Technically I don't like to rate non-fiction books, but I did absolutely devour this one and found it to be very informative in all sorts of different ways. As someone who always felt like I had ADHD but also was not formally diagnosed until post-uni/my early to mid-20s, I found this book highly relatable, with many of the experiences and realizations brought to light by Ciccone resonating with me. Highly rec this book just as a great (though perhaps somewhat niche?) non-fiction read to those who are interested, and most especially to those who, like myself and Ciccone, grappled with their own ADHD on their own before being officially diagnosed.

This was a book that I desperately needed to read. It came at such a great time because I’m currently navigating the reality of being neurodivergent and having this be my reality now at almost thirty.
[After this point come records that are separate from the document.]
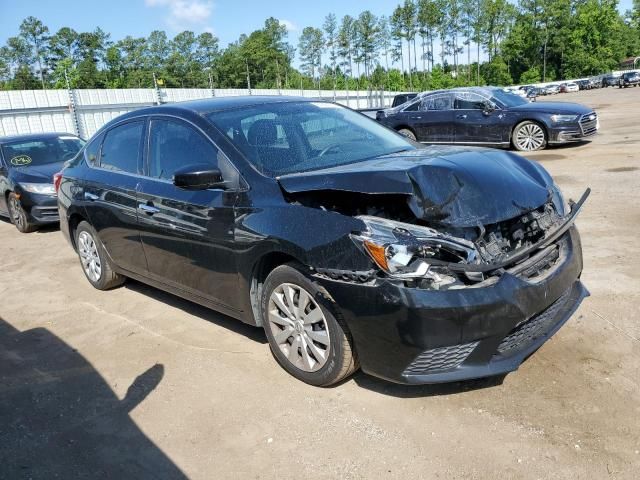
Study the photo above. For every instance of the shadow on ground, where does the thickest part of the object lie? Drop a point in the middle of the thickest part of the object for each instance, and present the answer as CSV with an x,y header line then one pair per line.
x,y
60,419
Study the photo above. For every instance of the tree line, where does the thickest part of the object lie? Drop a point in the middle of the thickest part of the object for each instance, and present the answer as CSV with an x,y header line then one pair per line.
x,y
421,44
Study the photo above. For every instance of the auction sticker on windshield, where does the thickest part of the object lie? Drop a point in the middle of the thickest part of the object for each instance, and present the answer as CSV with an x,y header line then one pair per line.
x,y
20,160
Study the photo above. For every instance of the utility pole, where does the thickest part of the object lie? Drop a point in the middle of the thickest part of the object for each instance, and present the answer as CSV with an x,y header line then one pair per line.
x,y
248,78
213,92
72,105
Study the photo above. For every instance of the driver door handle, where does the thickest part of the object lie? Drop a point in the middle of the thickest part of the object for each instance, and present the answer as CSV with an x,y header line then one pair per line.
x,y
148,209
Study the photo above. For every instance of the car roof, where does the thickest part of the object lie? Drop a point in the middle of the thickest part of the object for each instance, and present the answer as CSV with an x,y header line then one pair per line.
x,y
210,105
481,90
36,136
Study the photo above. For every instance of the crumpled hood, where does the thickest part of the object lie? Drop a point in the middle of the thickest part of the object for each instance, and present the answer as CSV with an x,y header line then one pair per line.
x,y
450,186
37,173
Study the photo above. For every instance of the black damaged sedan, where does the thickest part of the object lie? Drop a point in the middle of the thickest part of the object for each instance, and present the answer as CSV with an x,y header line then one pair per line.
x,y
27,166
351,246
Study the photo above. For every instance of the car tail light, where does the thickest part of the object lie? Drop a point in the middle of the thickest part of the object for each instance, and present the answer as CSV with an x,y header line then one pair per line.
x,y
57,179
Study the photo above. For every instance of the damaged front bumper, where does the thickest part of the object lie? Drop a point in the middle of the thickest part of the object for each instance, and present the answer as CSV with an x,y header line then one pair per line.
x,y
411,335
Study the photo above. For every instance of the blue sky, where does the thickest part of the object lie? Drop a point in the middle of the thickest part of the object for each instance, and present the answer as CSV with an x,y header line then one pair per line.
x,y
227,19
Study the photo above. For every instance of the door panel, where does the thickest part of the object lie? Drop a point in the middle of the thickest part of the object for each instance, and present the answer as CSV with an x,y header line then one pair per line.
x,y
109,193
474,125
110,201
435,119
187,236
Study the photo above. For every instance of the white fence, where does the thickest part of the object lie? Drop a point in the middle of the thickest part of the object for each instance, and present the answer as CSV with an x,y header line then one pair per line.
x,y
83,112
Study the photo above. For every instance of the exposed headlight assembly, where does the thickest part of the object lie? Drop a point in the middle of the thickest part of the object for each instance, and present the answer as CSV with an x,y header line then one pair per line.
x,y
564,118
40,188
403,250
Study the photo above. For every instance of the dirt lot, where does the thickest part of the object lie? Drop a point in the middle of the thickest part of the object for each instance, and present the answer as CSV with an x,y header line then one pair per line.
x,y
137,383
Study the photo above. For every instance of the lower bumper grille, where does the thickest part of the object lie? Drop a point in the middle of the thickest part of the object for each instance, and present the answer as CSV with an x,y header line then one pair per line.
x,y
438,359
526,333
589,123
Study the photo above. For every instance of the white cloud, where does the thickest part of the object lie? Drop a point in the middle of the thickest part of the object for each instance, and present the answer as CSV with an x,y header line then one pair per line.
x,y
289,25
185,14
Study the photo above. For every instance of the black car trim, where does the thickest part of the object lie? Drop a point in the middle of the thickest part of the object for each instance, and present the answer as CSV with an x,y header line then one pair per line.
x,y
523,253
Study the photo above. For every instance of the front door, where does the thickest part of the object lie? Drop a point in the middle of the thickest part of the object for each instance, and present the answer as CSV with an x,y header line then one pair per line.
x,y
109,193
187,235
475,124
435,119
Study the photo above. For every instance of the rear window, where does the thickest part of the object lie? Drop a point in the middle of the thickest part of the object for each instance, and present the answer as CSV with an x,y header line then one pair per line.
x,y
41,151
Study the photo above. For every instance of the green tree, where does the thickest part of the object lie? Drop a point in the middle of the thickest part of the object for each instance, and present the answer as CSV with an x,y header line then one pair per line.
x,y
310,50
35,33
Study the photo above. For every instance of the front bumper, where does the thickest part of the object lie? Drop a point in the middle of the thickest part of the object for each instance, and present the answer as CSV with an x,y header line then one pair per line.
x,y
415,336
574,132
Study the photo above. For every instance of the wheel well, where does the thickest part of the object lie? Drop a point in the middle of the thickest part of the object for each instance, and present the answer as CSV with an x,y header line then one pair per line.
x,y
405,127
537,122
261,271
74,220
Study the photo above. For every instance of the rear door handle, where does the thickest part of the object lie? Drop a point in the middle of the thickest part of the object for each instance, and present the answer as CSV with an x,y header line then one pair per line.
x,y
148,209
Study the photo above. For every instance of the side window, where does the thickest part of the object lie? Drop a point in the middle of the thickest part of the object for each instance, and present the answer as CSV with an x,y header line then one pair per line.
x,y
121,148
437,102
174,145
92,150
469,101
414,107
264,130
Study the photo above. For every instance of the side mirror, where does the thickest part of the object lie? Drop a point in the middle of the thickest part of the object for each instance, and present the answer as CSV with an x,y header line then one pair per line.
x,y
489,107
199,177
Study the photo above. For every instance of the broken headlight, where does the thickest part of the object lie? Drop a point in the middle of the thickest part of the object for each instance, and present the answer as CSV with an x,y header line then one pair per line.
x,y
559,203
403,250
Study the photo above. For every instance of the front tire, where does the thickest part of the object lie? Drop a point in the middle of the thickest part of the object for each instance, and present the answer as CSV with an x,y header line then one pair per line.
x,y
405,132
306,333
18,215
529,136
94,260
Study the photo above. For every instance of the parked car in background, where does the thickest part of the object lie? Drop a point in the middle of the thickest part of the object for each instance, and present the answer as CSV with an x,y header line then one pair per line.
x,y
516,91
629,79
27,165
552,89
595,83
610,80
583,84
490,116
350,245
402,98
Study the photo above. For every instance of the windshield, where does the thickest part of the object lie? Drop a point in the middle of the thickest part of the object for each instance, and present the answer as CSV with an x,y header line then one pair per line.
x,y
291,137
41,151
508,99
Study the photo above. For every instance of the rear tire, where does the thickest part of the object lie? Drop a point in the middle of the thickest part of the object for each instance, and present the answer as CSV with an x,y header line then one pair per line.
x,y
306,333
405,132
94,259
18,216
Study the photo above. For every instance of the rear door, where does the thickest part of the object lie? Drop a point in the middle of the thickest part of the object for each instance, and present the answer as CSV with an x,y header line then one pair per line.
x,y
475,125
109,192
4,183
434,120
188,235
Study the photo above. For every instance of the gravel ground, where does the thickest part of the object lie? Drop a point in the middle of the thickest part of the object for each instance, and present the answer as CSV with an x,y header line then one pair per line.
x,y
136,383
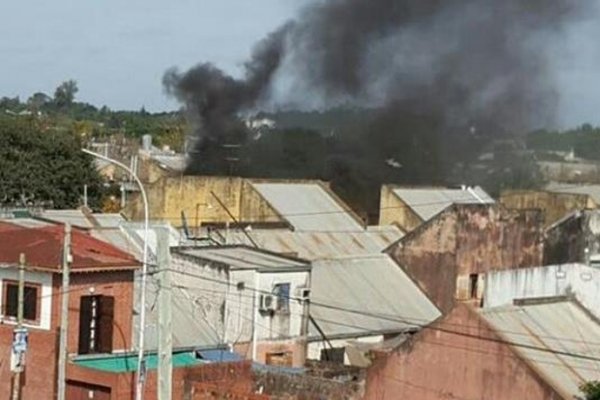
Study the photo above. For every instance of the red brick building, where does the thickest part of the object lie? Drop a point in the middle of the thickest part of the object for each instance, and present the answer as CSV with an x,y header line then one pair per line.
x,y
100,307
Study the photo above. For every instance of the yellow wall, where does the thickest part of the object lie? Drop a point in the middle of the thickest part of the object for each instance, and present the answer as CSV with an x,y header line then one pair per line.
x,y
392,210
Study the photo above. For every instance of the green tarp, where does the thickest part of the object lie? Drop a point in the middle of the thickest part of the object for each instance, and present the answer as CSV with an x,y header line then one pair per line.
x,y
118,363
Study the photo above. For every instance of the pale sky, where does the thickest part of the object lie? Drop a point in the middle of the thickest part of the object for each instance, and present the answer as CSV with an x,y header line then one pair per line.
x,y
118,50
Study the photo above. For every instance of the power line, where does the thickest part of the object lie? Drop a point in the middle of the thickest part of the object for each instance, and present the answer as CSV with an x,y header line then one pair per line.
x,y
581,364
415,325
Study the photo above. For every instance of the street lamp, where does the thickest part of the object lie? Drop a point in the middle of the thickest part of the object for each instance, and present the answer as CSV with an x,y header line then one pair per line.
x,y
139,392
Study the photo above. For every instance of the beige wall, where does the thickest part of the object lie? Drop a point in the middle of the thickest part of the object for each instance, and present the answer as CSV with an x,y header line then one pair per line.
x,y
169,196
392,210
554,205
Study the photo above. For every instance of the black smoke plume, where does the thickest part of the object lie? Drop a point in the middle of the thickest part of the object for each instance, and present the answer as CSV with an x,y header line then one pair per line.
x,y
444,77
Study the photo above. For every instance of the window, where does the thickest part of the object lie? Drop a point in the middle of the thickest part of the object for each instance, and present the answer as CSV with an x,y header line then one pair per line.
x,y
280,359
335,355
30,301
473,279
282,292
96,324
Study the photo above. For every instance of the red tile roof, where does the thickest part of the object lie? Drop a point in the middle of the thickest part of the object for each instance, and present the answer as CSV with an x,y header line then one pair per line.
x,y
43,249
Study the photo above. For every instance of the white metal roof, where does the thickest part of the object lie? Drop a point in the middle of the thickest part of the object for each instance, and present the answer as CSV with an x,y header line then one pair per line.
x,y
591,190
190,325
239,257
365,296
308,206
428,202
554,327
78,218
313,245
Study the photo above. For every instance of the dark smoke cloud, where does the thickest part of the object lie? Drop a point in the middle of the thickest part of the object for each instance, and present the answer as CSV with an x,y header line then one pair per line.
x,y
438,71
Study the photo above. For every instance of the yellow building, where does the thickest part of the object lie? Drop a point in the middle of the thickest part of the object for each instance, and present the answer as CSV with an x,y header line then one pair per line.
x,y
201,200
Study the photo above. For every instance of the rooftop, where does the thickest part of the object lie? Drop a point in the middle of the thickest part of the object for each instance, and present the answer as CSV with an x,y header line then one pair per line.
x,y
570,188
242,257
366,295
558,339
312,245
428,202
308,206
43,249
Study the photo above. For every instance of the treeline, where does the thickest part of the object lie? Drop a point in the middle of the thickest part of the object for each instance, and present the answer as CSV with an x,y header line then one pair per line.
x,y
62,112
584,141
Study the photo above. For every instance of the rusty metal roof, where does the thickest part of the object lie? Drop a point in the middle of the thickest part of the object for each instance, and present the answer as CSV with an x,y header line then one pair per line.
x,y
314,245
561,326
428,202
43,249
362,296
308,206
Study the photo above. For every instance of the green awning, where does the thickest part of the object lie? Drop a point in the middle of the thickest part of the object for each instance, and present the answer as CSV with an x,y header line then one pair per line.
x,y
118,363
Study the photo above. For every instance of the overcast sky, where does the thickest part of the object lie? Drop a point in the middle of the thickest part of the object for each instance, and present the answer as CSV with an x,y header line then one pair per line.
x,y
118,50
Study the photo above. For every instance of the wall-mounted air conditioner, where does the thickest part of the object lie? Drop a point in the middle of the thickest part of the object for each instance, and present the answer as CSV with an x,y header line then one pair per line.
x,y
267,302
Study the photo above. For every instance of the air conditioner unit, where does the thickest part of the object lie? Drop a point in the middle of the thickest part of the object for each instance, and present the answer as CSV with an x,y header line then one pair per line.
x,y
267,302
302,293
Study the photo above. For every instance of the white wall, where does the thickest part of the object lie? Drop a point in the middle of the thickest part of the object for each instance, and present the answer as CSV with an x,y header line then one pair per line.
x,y
208,296
502,287
240,306
314,348
40,278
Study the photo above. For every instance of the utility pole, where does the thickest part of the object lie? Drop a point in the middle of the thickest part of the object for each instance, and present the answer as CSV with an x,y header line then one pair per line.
x,y
16,393
165,326
64,314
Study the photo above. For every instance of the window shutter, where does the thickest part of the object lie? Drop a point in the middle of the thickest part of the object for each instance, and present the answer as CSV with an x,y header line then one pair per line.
x,y
106,305
30,303
11,300
85,322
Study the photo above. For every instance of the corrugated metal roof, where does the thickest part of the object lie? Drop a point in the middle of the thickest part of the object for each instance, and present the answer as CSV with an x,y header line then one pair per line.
x,y
308,206
240,257
313,245
73,217
560,326
428,202
173,162
373,285
43,249
591,190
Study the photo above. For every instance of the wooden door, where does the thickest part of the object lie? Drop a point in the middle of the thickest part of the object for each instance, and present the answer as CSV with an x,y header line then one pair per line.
x,y
84,391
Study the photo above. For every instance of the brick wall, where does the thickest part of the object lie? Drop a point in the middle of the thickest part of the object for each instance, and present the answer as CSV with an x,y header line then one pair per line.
x,y
442,365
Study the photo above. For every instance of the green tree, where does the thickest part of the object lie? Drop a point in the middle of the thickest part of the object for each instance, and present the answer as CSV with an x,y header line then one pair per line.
x,y
64,95
43,167
591,390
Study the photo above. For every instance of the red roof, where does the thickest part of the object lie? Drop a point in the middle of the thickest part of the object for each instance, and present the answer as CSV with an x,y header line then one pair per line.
x,y
43,249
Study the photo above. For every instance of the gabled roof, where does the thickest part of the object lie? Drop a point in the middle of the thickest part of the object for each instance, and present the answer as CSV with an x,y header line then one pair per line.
x,y
428,202
43,249
559,340
242,257
362,296
308,206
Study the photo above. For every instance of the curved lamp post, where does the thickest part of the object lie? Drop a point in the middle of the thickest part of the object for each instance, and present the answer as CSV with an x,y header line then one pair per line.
x,y
139,392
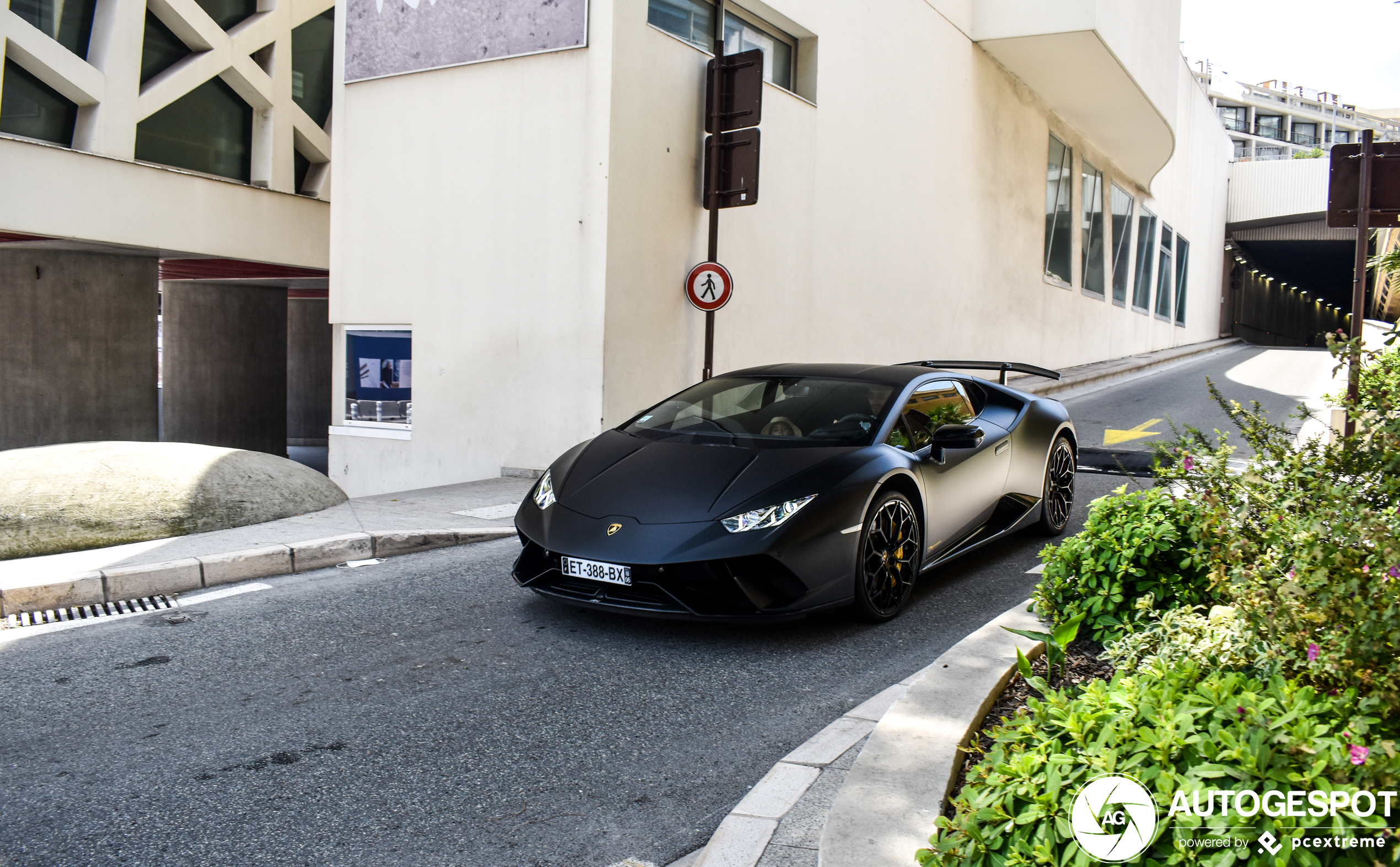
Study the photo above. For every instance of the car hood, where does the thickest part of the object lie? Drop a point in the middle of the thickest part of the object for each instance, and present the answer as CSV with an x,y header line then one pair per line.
x,y
665,482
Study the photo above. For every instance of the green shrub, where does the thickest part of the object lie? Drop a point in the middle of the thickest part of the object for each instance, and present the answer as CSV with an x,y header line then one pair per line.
x,y
1133,544
1171,729
1165,638
1305,544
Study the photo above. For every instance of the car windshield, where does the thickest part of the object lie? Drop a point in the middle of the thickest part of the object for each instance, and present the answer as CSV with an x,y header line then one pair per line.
x,y
769,411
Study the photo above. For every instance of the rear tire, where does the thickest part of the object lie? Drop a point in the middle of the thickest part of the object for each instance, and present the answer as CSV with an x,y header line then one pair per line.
x,y
1057,499
890,557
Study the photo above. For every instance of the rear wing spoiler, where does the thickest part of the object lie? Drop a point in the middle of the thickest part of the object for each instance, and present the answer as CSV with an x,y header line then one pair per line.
x,y
1003,366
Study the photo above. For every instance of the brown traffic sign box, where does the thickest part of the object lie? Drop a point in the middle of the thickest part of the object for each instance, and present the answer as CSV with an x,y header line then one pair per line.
x,y
738,169
741,91
1344,184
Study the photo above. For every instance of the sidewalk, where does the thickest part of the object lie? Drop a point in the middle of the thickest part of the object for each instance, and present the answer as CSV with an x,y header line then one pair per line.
x,y
411,510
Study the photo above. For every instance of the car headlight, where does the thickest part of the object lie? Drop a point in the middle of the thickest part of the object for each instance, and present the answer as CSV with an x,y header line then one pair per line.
x,y
762,519
545,492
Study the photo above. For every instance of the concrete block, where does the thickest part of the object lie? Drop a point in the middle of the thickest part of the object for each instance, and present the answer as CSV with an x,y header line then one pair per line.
x,y
737,842
150,579
483,534
896,789
320,554
244,565
776,793
391,544
828,746
84,589
874,708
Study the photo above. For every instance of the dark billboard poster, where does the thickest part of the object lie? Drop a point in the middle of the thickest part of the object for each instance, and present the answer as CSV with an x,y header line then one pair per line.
x,y
395,37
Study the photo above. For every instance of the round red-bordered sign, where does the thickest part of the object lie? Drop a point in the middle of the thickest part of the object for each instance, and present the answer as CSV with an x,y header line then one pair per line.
x,y
709,286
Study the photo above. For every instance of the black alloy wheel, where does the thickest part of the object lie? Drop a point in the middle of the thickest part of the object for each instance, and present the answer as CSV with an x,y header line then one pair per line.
x,y
890,559
1059,492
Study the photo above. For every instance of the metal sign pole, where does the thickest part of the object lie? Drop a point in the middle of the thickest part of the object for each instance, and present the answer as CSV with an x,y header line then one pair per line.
x,y
713,193
1359,286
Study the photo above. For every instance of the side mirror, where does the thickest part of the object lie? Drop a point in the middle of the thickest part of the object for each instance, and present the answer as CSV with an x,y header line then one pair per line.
x,y
958,436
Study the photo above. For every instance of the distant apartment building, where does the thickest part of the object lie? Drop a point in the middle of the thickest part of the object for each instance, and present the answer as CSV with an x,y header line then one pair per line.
x,y
1276,120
It feel like I’m in mourning, for who I could’ve been if I would’ve received the help that I so desperately needed when I was younger.
But as Ciccone points out, society has socialized girls in a way that doesn’t really give us a fighting chance nor a way to receive a diagnosis early on. While reading this, I found myself doing some personal excavation because what Ciccone talked about eerily mirrored my experience as an undiagnosed ADHD young Black girl . I had received my diagnoses for depression and anxiety but I feel like the one that I needed the most, the acknowledgment of my ADHD was so far out of reach and Ciccone talks about how far out of reach it is for so many of us Nowhere girls.
Besides how inclusive and informative this memoir was, I’m thankful that Ciccone says the only way to have any actual change because just purely handing out ADHD diagnoses to girls, women, and femmes is true societal restructuring. Capitalism is neurotypical she says, which means that those of us who are neurodivergent were always going to “fail” because we were set up to. This is how it was designed.
I’m very grateful to have read this and I hope that other Nowhere girls feel seen and find reading this cathartic.